10. Der moderne Geschichtsunterricht - S. 45

1900 - München : Oldenbourg
Neuzeit. 45 b) Zeitalter der Reformation (— 1648). Rückblick auf die Reformkonzilien (Pisa, Konstanz, Basel). Diese für die Reform ziemlich ergebnislos, weil die einzelnen Parteien zu verschiedenartige Interessen haben. Allgemeine Spannung in Deutschland. Vorwiegen des religiösen Interesses (wie in unserer Zeit des wirtschaftlich-sozialen). Auftreten Luthers. Ablassstreit, zunächst nur dogmatisch; Bulle verbrannt (damit Lossagung von der Kirche). Ungeheuere Begeisterung in Deutschland, weil der dogmatische Streit von den meisten gar nicht verstanden wird; man fasst ihn wirtschaftlich-politisch : Fürsten und Adel schwärmen für den Kirchenbesitz, Städte möchten die Klöster beseitigen, die ihnen mit ihrem Besitz, ihrem Asylrecht, ihrer Befreiung von der städtischen Gerichtsbarkeit u. s. w. häufig ein Dorn im Auge sind. Bauern verstehen meistens unter der »evangelischen Freiheit« Befreiung von Obrigkeit, Steuern, Abgaben, Zehnten, Frohnden u. dgl. Deshalb sehr bald Auswüchse der Reformation: Bauernkrieg (Bauernforderungen — 12 Artikel — anfangs ziemlich vernünftig, arten sehr bald aus, müssen leider mit Gewalt unterdrückt werden). Wiedertäuferunfug in Münster. Ritteraufstand unter Slckingen. Wo keine so grossen wirtschaftlichen Missstände vorhanden sind, kann die Reformation keine Wurzeln fassen, wie z. B. in Bayern.

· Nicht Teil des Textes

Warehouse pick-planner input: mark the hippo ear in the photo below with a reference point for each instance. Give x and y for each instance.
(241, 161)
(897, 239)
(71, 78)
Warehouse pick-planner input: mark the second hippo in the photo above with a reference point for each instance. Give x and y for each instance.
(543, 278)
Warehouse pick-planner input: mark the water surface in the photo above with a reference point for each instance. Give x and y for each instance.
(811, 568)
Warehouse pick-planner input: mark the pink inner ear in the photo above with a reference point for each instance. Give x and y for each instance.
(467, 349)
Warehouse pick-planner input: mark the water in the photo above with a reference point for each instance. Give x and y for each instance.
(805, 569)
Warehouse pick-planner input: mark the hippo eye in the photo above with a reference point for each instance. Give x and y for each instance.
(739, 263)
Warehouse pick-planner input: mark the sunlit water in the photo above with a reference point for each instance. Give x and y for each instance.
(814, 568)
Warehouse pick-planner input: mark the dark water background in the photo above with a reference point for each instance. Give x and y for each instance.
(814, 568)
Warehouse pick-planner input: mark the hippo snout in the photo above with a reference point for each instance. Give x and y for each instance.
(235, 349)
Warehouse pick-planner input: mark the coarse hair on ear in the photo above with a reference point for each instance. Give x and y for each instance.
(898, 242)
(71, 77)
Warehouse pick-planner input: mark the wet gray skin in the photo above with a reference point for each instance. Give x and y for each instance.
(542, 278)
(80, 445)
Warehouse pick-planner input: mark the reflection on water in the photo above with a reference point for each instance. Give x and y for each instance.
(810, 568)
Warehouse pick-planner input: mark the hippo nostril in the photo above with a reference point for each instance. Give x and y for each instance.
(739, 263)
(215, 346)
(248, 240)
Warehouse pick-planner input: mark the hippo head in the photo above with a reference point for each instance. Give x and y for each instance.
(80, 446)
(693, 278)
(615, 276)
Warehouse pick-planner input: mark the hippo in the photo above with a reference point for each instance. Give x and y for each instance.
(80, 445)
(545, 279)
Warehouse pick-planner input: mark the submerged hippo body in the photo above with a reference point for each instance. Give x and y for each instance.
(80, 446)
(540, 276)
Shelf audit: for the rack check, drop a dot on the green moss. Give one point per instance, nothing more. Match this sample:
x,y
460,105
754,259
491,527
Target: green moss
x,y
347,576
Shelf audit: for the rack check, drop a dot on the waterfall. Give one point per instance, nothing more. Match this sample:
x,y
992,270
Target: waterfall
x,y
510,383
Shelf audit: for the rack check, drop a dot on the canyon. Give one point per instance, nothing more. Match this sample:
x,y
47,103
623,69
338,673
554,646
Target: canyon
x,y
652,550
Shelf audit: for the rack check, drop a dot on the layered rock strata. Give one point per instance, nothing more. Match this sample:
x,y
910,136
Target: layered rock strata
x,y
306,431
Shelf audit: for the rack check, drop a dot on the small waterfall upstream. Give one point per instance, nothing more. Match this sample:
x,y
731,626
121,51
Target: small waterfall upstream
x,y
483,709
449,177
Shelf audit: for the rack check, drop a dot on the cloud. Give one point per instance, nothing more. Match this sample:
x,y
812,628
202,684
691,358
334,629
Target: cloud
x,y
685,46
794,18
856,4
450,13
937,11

Da die Habsburger im Westen gegen die Franzosen, im Osten gegen die Türken Front machen müssen, kann sich die Reformation in Deutschland ziemlich ungestört ausbreiten. Karl V., Persönlichkeit: begabt und gutwillig, aber nervös (Erbteil seiner Mutter), dabei hochfliegende, phantastisch-exzentrische Pläne (Kreuzzüge, Universalreich u. s. w.). In Deutschland ist die Reformation meist Stütze des Territorialsystems, trägt also einen monarchischen Charakter, während die Schweizer Reformation (Zwingli, Calvin) einen republikanischen Charakter trägt. Der Schmalkaldische Krieg und der sogenannte Fürstenaufstand (i 552), ein Kampf der Fürsten gegen die übermächtig zu werden drohende Kaisermacht mit religiösem Vorwand. Infolge der kläglichen Haltung der Reichsstädte Ausscheiden derselben aus der Reihe der Machtfaktoren in Deutschland. Von nun an sind die Territorialherren (Fürsten) ausschlaggebend.